Moreover, as noted by some of the opponents to this bill,
including the Legal Aid Association of California and the Impact
Fund, California case law already allows defendants to seek
immediate review of such an order by writ of mandate. (Blue
Chip Stamps v. Superior Court (1976) 18 Cal. 3d 381, 387, at n.4
(writ issued ordering decertification of class); see also
Washington Mutual Bank v. Superior Court (2001) 24 Cal.4th 906
(writ issued ordering decertification of class).) As such, it
is not clear that this bill in practice, would place parties on
equal footing or tip the balance in favor of defendants. It is
clear, however, that the bill would create a new ground for
appeal that is in direct violation of the final judgment rule.

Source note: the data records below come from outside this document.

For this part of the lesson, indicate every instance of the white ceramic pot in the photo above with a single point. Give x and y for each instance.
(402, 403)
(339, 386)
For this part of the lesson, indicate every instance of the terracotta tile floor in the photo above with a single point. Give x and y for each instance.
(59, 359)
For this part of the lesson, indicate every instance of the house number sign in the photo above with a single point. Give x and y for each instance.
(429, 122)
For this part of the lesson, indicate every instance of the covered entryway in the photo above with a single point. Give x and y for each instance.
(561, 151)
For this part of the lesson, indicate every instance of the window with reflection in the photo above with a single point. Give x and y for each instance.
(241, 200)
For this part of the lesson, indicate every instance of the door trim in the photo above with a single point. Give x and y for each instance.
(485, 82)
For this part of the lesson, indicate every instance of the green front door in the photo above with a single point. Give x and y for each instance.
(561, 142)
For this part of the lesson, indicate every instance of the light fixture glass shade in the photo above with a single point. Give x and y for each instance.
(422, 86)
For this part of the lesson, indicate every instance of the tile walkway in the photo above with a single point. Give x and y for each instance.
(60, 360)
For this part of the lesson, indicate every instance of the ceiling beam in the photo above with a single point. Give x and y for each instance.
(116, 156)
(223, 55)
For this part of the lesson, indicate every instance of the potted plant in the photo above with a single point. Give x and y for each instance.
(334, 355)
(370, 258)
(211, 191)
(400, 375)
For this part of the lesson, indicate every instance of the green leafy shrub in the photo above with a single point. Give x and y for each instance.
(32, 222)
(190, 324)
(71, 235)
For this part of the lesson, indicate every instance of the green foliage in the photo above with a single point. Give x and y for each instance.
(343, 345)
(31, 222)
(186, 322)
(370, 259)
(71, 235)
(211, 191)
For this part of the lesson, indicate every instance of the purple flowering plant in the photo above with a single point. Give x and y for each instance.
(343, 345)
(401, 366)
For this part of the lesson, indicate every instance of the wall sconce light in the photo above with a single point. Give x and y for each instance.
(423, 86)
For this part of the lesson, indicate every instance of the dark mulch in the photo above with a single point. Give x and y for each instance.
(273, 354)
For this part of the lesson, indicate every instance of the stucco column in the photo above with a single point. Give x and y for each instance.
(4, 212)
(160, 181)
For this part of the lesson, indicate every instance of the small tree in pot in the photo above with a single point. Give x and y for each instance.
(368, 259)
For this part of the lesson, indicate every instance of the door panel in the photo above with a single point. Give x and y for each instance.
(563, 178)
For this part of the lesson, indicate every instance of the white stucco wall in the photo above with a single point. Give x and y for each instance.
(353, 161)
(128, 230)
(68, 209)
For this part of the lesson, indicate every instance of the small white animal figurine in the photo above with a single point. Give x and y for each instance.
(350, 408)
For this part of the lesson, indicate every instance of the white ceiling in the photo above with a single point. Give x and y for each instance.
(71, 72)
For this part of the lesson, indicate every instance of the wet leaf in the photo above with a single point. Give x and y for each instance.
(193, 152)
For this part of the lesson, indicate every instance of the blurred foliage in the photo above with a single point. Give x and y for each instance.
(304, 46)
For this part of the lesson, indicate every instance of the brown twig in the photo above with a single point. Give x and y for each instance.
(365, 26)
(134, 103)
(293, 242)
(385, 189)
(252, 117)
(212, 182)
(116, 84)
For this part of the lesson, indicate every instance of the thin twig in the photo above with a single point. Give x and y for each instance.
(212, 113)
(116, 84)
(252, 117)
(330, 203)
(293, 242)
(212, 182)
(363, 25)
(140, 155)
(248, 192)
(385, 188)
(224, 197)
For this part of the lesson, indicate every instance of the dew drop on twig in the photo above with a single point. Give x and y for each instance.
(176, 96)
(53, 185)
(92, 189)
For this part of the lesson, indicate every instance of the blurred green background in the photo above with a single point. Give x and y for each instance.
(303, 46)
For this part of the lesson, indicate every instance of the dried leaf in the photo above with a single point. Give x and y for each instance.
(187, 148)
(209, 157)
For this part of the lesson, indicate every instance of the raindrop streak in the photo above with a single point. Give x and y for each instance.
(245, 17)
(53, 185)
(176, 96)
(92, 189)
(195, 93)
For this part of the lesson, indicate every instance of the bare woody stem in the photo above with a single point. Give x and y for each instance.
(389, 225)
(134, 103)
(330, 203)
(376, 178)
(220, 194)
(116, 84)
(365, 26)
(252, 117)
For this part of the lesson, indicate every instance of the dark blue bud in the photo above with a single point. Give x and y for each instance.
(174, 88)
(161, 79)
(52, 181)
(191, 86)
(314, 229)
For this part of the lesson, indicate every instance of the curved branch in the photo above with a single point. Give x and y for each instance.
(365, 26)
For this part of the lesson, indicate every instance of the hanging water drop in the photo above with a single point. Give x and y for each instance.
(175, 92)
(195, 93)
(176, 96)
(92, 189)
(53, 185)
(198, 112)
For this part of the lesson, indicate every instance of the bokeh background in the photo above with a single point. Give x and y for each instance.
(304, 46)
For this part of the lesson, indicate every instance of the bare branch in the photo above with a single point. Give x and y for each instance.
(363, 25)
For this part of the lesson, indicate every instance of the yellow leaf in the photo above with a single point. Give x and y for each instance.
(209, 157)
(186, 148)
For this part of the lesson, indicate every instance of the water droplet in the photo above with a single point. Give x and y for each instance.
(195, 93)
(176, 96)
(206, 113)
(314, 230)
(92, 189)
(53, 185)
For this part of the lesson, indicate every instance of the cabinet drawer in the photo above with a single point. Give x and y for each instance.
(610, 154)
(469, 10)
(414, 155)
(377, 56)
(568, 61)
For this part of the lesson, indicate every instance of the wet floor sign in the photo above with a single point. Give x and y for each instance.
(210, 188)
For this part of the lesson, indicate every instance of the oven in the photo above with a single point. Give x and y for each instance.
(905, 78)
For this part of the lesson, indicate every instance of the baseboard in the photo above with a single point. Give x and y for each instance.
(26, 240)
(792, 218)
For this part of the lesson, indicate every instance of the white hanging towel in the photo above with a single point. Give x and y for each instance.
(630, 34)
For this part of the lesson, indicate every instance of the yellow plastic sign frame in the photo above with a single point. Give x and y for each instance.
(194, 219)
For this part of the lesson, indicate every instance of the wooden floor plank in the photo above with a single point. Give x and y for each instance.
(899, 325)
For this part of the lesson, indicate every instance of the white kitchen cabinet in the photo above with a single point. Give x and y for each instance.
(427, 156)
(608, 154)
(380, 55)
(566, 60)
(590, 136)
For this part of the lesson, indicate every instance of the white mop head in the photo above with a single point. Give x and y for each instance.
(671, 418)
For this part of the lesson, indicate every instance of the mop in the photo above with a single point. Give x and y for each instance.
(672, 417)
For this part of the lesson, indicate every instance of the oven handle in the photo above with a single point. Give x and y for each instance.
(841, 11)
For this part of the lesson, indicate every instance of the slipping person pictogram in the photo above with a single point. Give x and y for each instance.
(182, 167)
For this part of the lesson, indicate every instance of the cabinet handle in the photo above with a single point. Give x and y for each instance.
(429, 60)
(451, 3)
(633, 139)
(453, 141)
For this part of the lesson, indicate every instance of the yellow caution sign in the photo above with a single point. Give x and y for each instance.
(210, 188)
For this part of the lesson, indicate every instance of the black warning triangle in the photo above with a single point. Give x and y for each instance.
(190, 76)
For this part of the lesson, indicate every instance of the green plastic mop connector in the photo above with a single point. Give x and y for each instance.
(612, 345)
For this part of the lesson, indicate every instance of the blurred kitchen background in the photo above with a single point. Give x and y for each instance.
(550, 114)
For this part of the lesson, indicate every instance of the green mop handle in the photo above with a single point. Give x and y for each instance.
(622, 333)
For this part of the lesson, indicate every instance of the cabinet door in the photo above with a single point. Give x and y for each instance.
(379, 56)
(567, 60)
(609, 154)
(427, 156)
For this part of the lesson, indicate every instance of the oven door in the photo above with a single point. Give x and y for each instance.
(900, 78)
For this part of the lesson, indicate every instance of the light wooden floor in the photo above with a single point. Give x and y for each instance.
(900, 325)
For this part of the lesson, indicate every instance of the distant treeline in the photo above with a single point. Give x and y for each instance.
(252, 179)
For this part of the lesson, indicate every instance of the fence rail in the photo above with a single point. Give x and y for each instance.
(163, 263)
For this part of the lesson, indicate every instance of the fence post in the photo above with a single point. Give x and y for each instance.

As a matter of public policy, it is not clear whether this
exception to the final judgment rule would be warranted.
5. Other arguments in opposition
The Legal Aid Association of California also writes that
"[c]lass actions are intended to level the playing field between
consumers with small claims and large corporations that have
harmed them" such as "[w]hen Enron deceived its shareholders and
employees; when major companies discriminated against their
female employees and failed to pay them overtime; and when
tobacco companies deceptively marketed products they knew were
deadly . . . ." At the same time, "class action lawsuits
represent a tiny fraction of all civil filings in California
state courts, according to a study issued by the Judicial
SB 737 (Huff)
Page 12 of ?
Council of California." That report, LAAC comments, "concluded
that 'class action cases represent less than one-half of one
percent of all unlimited civil filings in the study courts
during the study period.'" (Citation omitted, emphasis added by
LAAC.)
6. Prior attempt to enact similar legislation failed passage
in this Committee
In 2001, SB 1133 (Poochigian, 2001) sought to require appellate
review of trial court orders granting or denying class action
certification, provided a notice of appeal is filed within 10
days after entry of the certification order. There too, the
proponents argued that this would bring California in line with
Federal Rule of Civil Procedure 23(f). That bill, for similar
reasons raised in the Comments above, failed passage in this
Committee.
7. This bill is double-referred to Appropriations Committee
Though this bill is not keyed fiscal, it will be referred to the
Appropriations Committee if approved by this Committee.
Support : California Allied Health Facilities; California
Apartment Association; California Building Industry Association;
California Chamber of Commerce; California Farm Bureau
Federation; California Hospital Association; California
Manufacturers and Technology Association; California Restaurant
Association; California Retailers Association; Californian's
Against Lawsuit Abuse; Civil Justice Association of California;
Culver City Chamber of Commerce; Cooperative of American
Physicians; Glendora Chamber of Commerce; Greater Conejo Valley
Chamber of Commerce; Orange Chamber of Commerce; National
Federation of Independent Business; Redondo Beach Chamber of
Commerce; Santa Clara Chamber of Commerce and
Convention-Visitors Bureau; Southwest California Legislative
Council; The Doctors Company
Opposition : California Employment Lawyers Association;
California Rural Legal Assistance Foundation; Consumer Attorneys
of California; Elder Law and Advocacy; Impact Fund; Legal Aid
Association of California
HISTORY
SB 737 (Huff)
Page 13 of ?
Source : Author
Related Pending Legislation : None Known
Prior Legislation :
AB 2043 (Wagner, 2012) was identical to this bill and failed
passage in Assembly Judiciary on a vote of 3-7.
AB 271 (Nestande, 2011) was identical to this bill in its
introduced form. That bill was later amended to require an
appeal as a matter of right from an order granting or denying
class certification, under specified law, so long as the
petition was made within 14 days. That bill failed passage in
the Assembly Judiciary Committee on a vote of 3-7.